The micro-computers were preloaded with the software needed to perform federated learning and sent to the NHS trusts. Staff at the hospitals could set the devices up quickly and took part in federated training and calibration to predict COVID-19 status using clinical data from pre-pandemic admissions and COVID-19-positive cases from the first wave. This allowed the researchers to develop a cross-site (global) AI model, which was then evaluated for admissions to three of the NHS Trusts during the second wave.

The results showed that federated techniques improved the performance of the AI model by 27.6%, when compared to the performance of models trained using just an individual hospital’s data, and that the federated model generalised well across sites, making it safe and effective to use.

The Oxford team previously developed an AI test to rapidly screen patients arriving in emergency departments for COVID-19 using clinical information routinely available within the first hour of coming to hospital, but in previous work had centralised the data at the University of Oxford.

The study was led by Dr Andrew Soltan, NIHR Academic Clinical Fellow at the University of Oxford, and Oncology Specialty Registrar and Fellow in Clinical Artificial Intelligence at OUH. He said: “Building AI models that are fair and inclusive is most achievable when models can be trained with diverse data. Sometimes that might mean training models using data from different parts of the UK, and sometimes also working with data from abroad.

Rather than asking hospitals to shoulder the technical burden of taking part in the federated learning, our new approach meant that we - as researchers - did as much of the set-up as possible ourselves before the devices reached the hospitals. By making it easy to train models without moving data, we hope our new full-stack federated learning approach can lead to better and fairer models, which can be developed more quickly, while respecting patient privacy and data sovereignty laws. Together, this might pave the way for the kinds of AI interventions that will lead to improvements for patients in the NHS and those abroad.”

Professor David Eyre, Professor of Infectious Diseases at the University of Oxford’s Big Data Institute and an OUH consultant, is a co-author on the study.
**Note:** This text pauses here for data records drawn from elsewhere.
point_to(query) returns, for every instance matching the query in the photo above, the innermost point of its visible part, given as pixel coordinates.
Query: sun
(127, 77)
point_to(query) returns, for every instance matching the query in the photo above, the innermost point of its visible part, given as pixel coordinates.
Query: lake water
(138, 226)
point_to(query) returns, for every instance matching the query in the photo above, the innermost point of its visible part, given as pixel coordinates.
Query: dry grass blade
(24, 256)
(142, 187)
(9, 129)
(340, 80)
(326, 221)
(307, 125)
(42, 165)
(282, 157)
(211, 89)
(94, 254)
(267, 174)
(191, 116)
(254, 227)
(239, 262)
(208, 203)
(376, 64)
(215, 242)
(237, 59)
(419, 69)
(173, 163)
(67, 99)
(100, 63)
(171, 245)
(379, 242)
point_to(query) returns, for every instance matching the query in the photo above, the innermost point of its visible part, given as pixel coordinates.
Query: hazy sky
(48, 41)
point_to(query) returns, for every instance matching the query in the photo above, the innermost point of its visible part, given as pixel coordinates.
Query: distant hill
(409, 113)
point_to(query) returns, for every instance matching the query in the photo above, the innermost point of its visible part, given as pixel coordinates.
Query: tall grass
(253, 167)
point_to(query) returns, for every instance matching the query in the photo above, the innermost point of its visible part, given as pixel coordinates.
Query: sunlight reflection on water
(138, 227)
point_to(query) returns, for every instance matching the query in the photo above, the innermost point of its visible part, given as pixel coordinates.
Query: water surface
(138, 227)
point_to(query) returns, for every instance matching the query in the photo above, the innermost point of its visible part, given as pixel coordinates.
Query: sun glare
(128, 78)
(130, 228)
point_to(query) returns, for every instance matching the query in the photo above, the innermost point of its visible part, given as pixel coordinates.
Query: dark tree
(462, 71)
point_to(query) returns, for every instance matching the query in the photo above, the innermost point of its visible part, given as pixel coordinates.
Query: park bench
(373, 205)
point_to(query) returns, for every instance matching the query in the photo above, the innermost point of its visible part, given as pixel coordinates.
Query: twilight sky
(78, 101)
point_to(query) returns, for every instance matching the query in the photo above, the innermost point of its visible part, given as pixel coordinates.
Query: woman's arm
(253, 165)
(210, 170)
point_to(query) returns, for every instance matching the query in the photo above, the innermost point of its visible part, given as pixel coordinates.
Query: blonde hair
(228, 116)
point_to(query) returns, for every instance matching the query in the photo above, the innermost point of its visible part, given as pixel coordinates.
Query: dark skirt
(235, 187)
He added: “This is a really exciting development that could see hospitals from across the NHS working together to build AI tools to improve patient care, without any patient data ever having to leave each hospital. This tool could have really made a difference during COVID, and we are aiming to have tools like it in use in the NHS in the near future.”

Professor David Clifton, Chair of Clinical Machine Learning at Oxford and NIHR Research Professor, described the project as “an exciting demonstration of getting safe, reliable AI models into the NHS, showing the potential of contemporary AI for contributing to patient care. Federated learning allows us to ‘have our cake and eat it’, in that we can develop useful tools within the hospital’s secure systems, while linking models – and not data – across hospital sites in a manner that demonstrably adheres to best-practice governance for patient data.”

 

The National Institute for Health and Care Research (NIHR) Oxford Biomedical Research Centre (BRC) is based at the Oxford University Hospitals NHS Foundation Trust and run in partnership with the University of Oxford.

The mission of the NIHR is to improve the health and wealth of the nation through research and is funded by the Department of Health and Social Care. Its work in low- and middle-income countries is principally funded through UK Aid from the UK government.